Я чуть не лопнула от гордости. И сдерживаемого смеха. На лицо матери стоило посмотреть — лишенная возможности вселять страх, она чувствовала себя неуверенно.

Со мной мать тоже пыталась поговорить об Афзале:

— Он теперь женат; ты упустила свой шанс. Но если мы уговорим его, он все-таки примет тебя назад.

Я даже не подала виду, что слышу ее слова, поэтому она сделала еще одну попытку.

— Знаешь, у него ведь только дочери, а сына пока нет.

На эту реплику я тоже не обратила внимания, и мать вскоре прекратила меня донимать.

Я продолжала приезжать в Глазго. Азмир время от времени составлял мне компанию, но только он, потому что мать ясно дала понять, что не хочет видеть ни Осгара, ни Азима. Не знаю почему, но я возвращалась туда снова и снова, каждый раз чувствуя одно и то же: мать по-прежнему не принимает меня такой, какая я есть, какой я стала.

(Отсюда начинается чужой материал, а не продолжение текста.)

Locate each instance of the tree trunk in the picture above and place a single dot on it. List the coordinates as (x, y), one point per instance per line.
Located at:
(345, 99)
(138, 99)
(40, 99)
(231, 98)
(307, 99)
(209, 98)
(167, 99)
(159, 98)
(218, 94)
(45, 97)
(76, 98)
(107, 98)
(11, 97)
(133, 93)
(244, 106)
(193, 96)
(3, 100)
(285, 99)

Когда Азиму было почти двенадцать, я взяла его с собой, потому что он хотел познакомиться с моей матерью и посмотреть, чем мы занимаемся, когда приезжаем к ней в Глазго. У меня язык не повернулся сказать сыну, что его там не ждут, поэтому в следующий раз мы отправились в Глазго втроем — Азмир тоже поехал. Мы купили цветы, а пока ехали в поезде, я переживала, но не подавала виду. Я не знала, чего ожидать от матери, как она себя поведет, ведь я не предупредила ее, что взяла с собой Азима, — я знала, что, если спрошу позволения, она откажет. Но я также знала, что буду рядом, если мать отвергнет его. Я защищу сына, приду ему на выручку, как и положено настоящей маме.

Мать, однако, меня удивила. Мы вошли в дом, и я представила Азима, нервно поглядывая на нее:

— Это твой внук Азим.

Она пару мгновений смотрела на него, а потом сказала:

— Иди же ко мне, разве ты не хочешь обнять бабушку?

Мать обняла Азима и посмотрела на меня через его плечо, и в этом взгляде были признание и одобрение, означавшие для меня многое.